Alguns dos oposicionistas ao governo Dilma criticam a presidente da República e o Partido dos Trabalhadores por tentar implantar no Brasil uma ditadura comunista. Pra implantar o comunismo no Brasil, o PT teria o apoio do Foro de São Paulo¹ , organização que estaria instaurando a ditadura comunista por toda a América Latina.

A possível ditadura comunista vem justamente no momento em que o lucro dos bancos privados do país cresce. O lucro dos três maiores bancos privados do país chega a 27% entre janeiro e setembro de 2014. Um aumento de R$ 27,4 bilhões na soma dos resultados de Itaú Unibanco, Bradesco e Santander.

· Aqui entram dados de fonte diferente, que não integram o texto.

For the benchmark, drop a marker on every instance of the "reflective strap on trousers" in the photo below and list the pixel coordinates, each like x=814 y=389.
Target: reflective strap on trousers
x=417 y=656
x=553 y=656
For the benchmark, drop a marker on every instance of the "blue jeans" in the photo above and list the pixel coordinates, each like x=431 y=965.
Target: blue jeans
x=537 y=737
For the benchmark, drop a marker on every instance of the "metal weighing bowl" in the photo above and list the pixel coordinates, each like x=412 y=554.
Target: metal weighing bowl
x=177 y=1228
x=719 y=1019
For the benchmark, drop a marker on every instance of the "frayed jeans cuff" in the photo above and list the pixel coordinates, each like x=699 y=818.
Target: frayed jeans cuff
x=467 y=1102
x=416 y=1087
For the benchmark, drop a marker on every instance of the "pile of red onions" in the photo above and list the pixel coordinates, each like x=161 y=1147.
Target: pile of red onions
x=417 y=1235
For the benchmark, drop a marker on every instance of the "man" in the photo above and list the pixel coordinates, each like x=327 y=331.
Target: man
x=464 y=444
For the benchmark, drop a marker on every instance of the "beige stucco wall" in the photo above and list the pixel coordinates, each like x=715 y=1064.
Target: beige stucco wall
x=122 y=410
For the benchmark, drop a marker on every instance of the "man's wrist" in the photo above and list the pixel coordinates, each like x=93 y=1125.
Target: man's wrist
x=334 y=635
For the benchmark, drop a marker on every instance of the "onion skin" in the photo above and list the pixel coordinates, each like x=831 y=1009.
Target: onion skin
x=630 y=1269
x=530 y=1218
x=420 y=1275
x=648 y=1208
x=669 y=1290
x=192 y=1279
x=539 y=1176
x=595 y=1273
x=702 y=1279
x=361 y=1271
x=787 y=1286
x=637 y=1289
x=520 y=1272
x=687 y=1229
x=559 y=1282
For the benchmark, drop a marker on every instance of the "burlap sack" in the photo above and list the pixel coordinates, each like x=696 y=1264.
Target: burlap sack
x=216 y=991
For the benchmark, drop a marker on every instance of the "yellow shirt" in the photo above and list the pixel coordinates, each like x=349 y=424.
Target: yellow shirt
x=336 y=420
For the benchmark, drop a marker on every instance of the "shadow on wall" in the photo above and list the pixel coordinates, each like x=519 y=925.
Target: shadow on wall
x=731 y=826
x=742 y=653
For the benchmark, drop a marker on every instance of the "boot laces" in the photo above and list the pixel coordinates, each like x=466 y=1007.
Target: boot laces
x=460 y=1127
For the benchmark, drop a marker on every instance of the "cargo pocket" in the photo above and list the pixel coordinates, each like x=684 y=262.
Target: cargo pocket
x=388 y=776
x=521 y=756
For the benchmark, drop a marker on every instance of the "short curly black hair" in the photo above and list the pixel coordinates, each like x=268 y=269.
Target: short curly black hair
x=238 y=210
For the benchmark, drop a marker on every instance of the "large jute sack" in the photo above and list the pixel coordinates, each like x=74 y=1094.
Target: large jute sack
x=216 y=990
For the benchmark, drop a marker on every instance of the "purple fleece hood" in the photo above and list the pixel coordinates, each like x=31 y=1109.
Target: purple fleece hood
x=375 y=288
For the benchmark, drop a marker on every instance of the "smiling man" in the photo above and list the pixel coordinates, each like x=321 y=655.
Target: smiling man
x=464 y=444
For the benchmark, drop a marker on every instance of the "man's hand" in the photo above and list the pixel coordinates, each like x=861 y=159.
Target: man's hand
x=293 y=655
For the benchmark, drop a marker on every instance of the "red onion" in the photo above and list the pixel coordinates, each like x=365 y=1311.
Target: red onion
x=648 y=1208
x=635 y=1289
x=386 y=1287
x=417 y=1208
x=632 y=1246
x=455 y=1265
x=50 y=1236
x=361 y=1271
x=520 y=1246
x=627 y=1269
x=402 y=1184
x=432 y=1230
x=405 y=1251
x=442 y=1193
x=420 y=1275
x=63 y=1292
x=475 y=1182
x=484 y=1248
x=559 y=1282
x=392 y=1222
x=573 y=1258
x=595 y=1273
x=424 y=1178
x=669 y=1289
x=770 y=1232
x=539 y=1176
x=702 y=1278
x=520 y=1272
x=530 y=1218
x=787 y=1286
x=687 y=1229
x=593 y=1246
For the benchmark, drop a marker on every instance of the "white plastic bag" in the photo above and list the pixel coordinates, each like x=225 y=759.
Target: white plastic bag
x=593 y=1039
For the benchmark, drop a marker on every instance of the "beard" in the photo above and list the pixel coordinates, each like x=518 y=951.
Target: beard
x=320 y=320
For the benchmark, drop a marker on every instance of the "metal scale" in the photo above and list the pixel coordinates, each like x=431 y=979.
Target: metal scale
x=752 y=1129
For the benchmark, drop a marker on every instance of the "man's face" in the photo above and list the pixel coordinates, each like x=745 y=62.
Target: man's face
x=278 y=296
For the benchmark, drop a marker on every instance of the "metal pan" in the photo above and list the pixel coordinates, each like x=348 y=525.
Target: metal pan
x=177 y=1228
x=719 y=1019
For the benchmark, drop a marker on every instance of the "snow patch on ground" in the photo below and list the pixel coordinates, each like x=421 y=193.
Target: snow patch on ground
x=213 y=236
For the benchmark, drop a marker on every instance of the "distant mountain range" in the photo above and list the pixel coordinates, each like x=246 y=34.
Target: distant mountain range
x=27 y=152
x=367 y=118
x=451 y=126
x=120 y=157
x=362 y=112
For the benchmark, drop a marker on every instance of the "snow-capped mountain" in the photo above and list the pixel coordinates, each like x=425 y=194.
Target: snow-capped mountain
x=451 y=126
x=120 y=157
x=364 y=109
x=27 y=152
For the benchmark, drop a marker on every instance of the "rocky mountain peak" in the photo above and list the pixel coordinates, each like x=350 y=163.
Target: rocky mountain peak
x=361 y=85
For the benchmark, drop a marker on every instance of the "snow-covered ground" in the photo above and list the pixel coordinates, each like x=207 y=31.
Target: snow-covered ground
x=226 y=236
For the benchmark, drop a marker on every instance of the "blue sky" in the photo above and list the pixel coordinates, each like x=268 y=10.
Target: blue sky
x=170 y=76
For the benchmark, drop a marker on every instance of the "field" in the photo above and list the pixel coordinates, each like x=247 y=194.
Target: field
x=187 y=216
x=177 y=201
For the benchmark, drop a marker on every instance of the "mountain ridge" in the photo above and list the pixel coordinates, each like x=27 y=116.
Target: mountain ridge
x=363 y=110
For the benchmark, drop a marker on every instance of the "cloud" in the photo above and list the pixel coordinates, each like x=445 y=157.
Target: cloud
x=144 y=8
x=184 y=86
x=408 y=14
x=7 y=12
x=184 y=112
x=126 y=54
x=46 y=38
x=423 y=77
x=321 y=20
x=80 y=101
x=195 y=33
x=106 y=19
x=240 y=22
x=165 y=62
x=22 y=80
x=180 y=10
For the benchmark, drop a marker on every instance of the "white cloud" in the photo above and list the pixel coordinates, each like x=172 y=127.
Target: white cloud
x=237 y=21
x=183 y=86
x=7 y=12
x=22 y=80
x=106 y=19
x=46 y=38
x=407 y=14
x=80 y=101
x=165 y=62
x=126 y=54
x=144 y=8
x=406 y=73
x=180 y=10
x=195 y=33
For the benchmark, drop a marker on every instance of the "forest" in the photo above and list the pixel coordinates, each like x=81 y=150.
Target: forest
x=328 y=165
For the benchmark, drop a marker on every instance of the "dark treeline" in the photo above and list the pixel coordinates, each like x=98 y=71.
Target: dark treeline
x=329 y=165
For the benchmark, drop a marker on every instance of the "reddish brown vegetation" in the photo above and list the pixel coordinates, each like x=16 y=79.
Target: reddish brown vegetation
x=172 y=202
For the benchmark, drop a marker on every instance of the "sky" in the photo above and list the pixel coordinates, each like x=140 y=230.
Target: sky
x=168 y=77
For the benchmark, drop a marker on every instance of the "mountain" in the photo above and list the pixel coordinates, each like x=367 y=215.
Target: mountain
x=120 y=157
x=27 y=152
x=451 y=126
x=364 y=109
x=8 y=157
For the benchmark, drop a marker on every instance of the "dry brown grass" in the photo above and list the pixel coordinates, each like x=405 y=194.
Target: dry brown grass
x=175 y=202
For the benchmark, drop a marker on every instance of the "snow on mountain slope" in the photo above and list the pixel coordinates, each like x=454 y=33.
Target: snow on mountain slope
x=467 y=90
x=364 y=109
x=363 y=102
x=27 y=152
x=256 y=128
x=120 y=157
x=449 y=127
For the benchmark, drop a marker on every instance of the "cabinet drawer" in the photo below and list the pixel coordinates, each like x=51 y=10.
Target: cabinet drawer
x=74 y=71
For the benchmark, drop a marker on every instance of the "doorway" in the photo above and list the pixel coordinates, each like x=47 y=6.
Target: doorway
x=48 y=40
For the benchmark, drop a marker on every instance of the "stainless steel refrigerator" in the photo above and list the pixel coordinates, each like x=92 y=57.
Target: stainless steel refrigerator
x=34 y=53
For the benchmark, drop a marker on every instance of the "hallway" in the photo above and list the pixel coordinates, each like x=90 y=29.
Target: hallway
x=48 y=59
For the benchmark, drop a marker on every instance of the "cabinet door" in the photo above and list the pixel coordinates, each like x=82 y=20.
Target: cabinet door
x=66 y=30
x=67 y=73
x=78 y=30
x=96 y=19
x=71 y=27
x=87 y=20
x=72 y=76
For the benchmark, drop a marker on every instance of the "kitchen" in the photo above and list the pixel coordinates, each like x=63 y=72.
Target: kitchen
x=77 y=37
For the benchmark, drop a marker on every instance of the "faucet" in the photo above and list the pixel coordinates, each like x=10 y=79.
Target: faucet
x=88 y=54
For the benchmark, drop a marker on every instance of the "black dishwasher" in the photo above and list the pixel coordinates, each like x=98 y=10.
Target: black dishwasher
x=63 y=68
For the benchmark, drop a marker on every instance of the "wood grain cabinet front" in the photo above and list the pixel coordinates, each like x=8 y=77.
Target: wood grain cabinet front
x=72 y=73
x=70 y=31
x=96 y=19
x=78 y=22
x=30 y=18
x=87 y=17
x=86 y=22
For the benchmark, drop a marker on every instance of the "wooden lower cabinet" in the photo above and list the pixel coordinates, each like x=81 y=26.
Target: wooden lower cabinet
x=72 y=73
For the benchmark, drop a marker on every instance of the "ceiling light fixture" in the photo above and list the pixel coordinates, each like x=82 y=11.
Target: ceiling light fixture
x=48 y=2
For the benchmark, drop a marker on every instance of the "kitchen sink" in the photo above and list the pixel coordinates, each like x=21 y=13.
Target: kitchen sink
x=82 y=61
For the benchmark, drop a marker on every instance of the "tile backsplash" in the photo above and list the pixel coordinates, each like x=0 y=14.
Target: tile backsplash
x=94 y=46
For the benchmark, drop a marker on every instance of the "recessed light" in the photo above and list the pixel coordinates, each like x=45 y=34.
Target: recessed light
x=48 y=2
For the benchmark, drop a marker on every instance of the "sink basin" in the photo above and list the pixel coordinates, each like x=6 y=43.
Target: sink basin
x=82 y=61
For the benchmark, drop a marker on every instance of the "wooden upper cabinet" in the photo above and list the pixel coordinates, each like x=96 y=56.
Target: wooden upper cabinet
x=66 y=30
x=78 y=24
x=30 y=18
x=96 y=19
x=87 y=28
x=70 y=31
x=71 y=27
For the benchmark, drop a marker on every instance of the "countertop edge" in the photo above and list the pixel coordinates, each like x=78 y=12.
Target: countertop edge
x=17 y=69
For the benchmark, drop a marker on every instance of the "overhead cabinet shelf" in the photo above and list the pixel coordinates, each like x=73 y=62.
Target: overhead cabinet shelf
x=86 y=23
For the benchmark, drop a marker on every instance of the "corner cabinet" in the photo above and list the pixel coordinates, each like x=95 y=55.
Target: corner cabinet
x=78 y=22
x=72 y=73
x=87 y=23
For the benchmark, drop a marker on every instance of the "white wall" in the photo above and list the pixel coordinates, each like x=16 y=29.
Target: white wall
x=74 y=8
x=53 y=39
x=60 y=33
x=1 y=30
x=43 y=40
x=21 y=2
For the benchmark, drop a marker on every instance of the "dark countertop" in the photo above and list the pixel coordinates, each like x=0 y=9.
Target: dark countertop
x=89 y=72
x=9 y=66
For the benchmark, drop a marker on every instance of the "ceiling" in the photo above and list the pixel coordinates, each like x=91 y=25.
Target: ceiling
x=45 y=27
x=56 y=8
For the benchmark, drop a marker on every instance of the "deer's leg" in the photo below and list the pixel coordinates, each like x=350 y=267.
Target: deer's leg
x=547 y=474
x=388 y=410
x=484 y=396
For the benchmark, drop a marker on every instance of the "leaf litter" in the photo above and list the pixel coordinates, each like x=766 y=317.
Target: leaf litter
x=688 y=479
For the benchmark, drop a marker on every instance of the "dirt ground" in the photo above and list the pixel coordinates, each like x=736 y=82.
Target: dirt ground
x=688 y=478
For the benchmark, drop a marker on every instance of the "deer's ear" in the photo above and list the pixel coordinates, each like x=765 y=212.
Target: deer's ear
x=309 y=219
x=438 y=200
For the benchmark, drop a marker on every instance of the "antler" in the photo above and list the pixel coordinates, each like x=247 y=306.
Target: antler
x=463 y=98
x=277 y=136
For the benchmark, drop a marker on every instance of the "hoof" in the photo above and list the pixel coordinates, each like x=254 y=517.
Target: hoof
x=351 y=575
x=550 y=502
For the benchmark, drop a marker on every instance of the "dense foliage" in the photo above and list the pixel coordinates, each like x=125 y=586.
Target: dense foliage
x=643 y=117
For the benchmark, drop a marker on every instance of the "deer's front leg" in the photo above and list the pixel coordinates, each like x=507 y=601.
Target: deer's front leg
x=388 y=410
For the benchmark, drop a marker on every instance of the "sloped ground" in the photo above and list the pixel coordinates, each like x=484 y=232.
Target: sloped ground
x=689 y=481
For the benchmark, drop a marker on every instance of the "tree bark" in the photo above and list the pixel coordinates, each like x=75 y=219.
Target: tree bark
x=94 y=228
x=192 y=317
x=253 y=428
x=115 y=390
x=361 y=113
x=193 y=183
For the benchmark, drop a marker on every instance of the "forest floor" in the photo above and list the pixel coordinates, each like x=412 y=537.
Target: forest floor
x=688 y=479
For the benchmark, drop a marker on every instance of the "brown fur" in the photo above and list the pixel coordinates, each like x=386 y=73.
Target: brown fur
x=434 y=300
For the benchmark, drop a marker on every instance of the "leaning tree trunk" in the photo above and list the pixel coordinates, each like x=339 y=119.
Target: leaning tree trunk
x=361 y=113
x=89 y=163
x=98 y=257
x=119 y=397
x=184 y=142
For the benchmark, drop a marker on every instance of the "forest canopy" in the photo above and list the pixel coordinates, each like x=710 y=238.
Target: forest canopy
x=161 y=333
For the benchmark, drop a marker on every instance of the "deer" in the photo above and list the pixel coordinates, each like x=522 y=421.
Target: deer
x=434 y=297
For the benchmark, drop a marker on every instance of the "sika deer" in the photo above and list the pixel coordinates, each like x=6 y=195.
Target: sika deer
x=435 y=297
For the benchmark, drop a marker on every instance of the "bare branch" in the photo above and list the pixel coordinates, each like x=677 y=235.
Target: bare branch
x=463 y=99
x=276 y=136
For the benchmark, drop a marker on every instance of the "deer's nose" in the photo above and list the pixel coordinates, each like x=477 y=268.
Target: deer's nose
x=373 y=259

Se sairmos dos bancos e formos para o campo e a reforma agrária, o governo Dilma teve, de 2011 a 2014, 493 projetos de assentamento, beneficiando 107,4 mil famílias. Esse número é bem menor do que os dois governos do PSDB. Entre 1995 e 1998, foram 287.994 famílias assentadas. Já no segundo governo FHC, foram 252.710 famílias. Já nos governos Lula, os anos de 2005 e 2006 beneficiaram mais famílias que toda a primeira gestão Dilma. Respectivamente Foram 127.506 e 136.358 famílias beneficiadas. No total, o primeiro governo do PT assentou 381.419 famílias e o segundo, 232.669.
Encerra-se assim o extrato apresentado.